Metric settings, alerting, notifications and escalations have been enhanced in EM12c to support the demands that are falling heavier on the DBA and the larger support scale of the database environment, (ASM, Exadata, middle-tier systems, etc…) As frustrated as I know some folks became when trouble-shooting alerting issues in previous versions of the Enterprise Manager, it should be acknowledged that EM12c has many new features and a new interface for this important part of the Enterprise Manager.
I know many times, I’m so busy keeping my eye on the ball, that I can miss what’s stealing third base right under my nose. This has always been a challenge for me and from discussion, a number of DBA’s when in the middle of large migrations. I completed a while back, “a low target count, high quantity/complex job” EM12c migration and as such was the case, ended up with a very small issue building into the perfect storm.
The migration was multi-step, the first servers and jobs migrating over quite seamlessly and without any issues, even with demanding job run schedules, I was able to migrate everything over and have it up and running without any downtime to the customer. The last move was a RAC cluster with 40+ jobs, including backup and maintenance jobs that all needed to be created manually in the new EM12c, as this was the only supported process for moving the previous EM12c from one server being taken out of service to a new one to replace it. I completed the transition and through the night, the only issue appeared to be a few jobs that had been created with credentials that the DBA team did not possess and required a few simple changes to work-around the issue in the new environment.

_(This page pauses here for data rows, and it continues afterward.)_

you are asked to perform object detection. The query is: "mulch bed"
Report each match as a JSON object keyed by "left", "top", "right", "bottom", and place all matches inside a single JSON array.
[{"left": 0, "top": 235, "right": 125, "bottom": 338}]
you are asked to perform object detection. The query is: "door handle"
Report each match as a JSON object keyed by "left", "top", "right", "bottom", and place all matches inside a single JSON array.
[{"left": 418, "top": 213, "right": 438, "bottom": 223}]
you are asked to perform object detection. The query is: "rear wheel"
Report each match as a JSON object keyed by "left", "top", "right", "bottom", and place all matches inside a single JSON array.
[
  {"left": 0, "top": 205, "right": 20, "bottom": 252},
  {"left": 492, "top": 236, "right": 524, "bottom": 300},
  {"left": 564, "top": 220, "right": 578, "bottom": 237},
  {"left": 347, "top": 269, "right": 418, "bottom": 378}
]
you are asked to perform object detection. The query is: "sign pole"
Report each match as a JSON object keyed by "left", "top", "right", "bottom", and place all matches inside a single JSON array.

The next day, no issues were seen in the beginning morning hours and all appeared to be working well, then there was a notification of the database experiencing issues from app support. Logging into the system, I was able to quickly access a hung archiver problem and started to research how to address most efficiently. I allocated more space to the FRA, but the FRA was on an ASM disk and had hit the limit on space on the target in question. Inspecting the backups, the migrated backup job had failed on execution to the tape settings and had switched to write to the FRA location. During this time, the sessions in the system had piled up and I was unable to connect with RMAN to delete the backup, either through the EM console job or the command line. I could see the backup pieces residing in the ASM location with ASMCMD and with time running out and access to the production environment compromised, I removed the files “the hard way”.
I still could not switch a logfile- the system was simply refusing to release the space to the FRA so that archiving could resume. This was a 24X7 system for the client and as it would have it, this was the busiest time of the day for them. I notified the customer that I would likely have to cycle the database to force the database and server to recognize the freed space and they agreed. Post the cycle, the re-allocated space was quickly recognized and immediate archiving commenced. I performed crosschecks of the backups, cleaning up from my earlier forced cleanup and removed the job that were failing and re-directing to the Oracle choice of the FRA destination.
So, we now need to circle back to what I have concerns with and feel is a disconnect in the default configuration with the alerts and notifications in EM12c. As soon as the backup job failed due to it filling up the FRA location when it could not write to the SBT_TAPE local, I should have been notified by EM12c. This is not like a job that I built in the EM job library where I choose to be notified or not. There isn’t a section that asks if I want to be notified and I would think it would do so automatically, as important as backups are.
I also received the following errors in the alert log when the FRA filled up again from archiving:
ORA-19809: limit exceeded for recovery files ORA-19804: cannot reclaim 536870912 bytes disk space from 107374182400 limit ARC0: Error 19809 Creating archive log file to '+ORAASM02' ARCH: Archival stopped, error occurred. Will continue retrying ORACLE Instance <sid> - Archival Error
The above errors did not send out an alert notification email, even though an incident was created. I was highly concerned as to what was mis-configured to cause this and as this is a brand new EM12c with the latest bundle patch, I was concerned that this was the result of the current configuration for anyone implementing the newest release.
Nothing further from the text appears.